Some models exhibit sine-wave behaviour over time as dialogue continues with a bias towards recency. This may be considered as an X Axis of number of inquiries, and Y Axis of recency bias. At first, naturally responses are based on the original queries in a steep rise. Then the model draws deeply on sources and instructions in a levelling-off of recency bias. As dialogue continues however, outputs increasingly reflect most recent responses and forget earlier interactions, in a steep rise of recency bias, until continuation of a given thread becomes tedious.

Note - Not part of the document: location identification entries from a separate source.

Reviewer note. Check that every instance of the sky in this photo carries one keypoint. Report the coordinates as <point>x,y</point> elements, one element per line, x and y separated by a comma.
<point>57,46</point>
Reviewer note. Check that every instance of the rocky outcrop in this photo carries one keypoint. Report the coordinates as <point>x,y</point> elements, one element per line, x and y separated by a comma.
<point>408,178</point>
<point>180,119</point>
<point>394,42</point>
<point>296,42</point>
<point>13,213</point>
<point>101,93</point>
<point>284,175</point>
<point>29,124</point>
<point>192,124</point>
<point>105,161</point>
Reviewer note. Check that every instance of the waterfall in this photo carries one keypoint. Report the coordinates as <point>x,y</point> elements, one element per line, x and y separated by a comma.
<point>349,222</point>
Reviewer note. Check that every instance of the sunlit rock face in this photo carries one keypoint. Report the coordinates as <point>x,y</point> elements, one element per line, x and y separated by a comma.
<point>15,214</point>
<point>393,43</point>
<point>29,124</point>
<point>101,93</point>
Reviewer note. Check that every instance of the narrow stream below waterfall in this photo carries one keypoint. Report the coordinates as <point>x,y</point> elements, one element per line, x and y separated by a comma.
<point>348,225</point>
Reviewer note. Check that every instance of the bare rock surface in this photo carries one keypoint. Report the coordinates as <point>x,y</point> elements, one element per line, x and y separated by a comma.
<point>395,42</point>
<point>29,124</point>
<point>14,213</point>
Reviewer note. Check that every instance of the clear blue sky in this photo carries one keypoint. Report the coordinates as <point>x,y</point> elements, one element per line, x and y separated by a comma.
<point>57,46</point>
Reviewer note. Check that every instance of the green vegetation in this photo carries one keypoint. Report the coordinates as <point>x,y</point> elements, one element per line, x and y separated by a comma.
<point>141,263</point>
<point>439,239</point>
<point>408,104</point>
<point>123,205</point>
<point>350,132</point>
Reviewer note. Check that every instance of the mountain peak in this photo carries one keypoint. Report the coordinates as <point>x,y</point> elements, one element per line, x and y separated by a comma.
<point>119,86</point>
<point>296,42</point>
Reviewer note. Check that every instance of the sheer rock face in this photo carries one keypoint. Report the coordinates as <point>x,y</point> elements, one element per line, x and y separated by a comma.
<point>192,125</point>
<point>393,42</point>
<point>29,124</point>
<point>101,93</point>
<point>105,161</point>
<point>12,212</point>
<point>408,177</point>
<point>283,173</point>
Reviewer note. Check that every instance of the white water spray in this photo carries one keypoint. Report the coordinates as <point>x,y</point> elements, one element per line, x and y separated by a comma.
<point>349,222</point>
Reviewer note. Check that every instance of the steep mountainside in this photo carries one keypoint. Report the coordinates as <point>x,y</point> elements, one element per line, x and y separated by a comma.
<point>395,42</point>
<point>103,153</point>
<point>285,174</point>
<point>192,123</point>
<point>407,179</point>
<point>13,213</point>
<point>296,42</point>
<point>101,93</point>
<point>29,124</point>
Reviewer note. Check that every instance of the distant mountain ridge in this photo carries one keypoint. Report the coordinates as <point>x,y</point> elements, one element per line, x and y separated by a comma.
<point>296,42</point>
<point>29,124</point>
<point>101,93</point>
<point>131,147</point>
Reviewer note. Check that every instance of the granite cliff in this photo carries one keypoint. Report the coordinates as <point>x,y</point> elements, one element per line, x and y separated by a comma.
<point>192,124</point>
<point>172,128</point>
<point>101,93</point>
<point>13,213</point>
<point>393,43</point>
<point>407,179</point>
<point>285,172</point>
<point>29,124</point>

That's good insight, Paul! I wonder if recency bias is problematic, though. Considering that these are socio-technical systems and humans may exhibit recency bias naturally, would it make sense for us then to consider recency bias in LLMs 'normal' and 'expected', and not a cause for concern?
We might call it "Recenility" in LLMs. 😆
It's a detectable concern and the quality of outputs seems to degrade- more so than learned humans. Advantage human?
Fair point and good observation! and "Recentility" - I like it 😂
Indeed, LLMs have a big problem with predictability and accuracy.
The next logical step is integration with honest models, beyond token prediction.
LLM would need to diligently go through steps, run the tools that are needed to get the work done, and can evaluate if it made a mistake, which often requires more tools.
This will not be cheap at all.
nailed it. most teams are still asking “how can we plug in AI?” when they should be asking “what fails when it does?”
at extensity we learned the hard way: you don’t deploy agents, you rewire workflows. you don’t predict outcomes, you pressure test systems.
LLMs don’t behave like software. they behave like overconfident interns. powerful, useful—if you wrap them in structure.
As always, enjoy your writing. Refreshing to read thoughtful writing on LLMs.
Excellent piece. The lack of predictability of LLMs make me think that ai won’t be taking all the jobs any time soon. Enterprise adoption of ai will also be much slower than many venture capitalists and Silicon Valley entrepreneurs expect.
>This creates an asymmetric trust problem, especially since you can’t verify everything. What it needs is a new way to think about “how should we accomplish [X] goal” rather than “how can we automate [X] process”.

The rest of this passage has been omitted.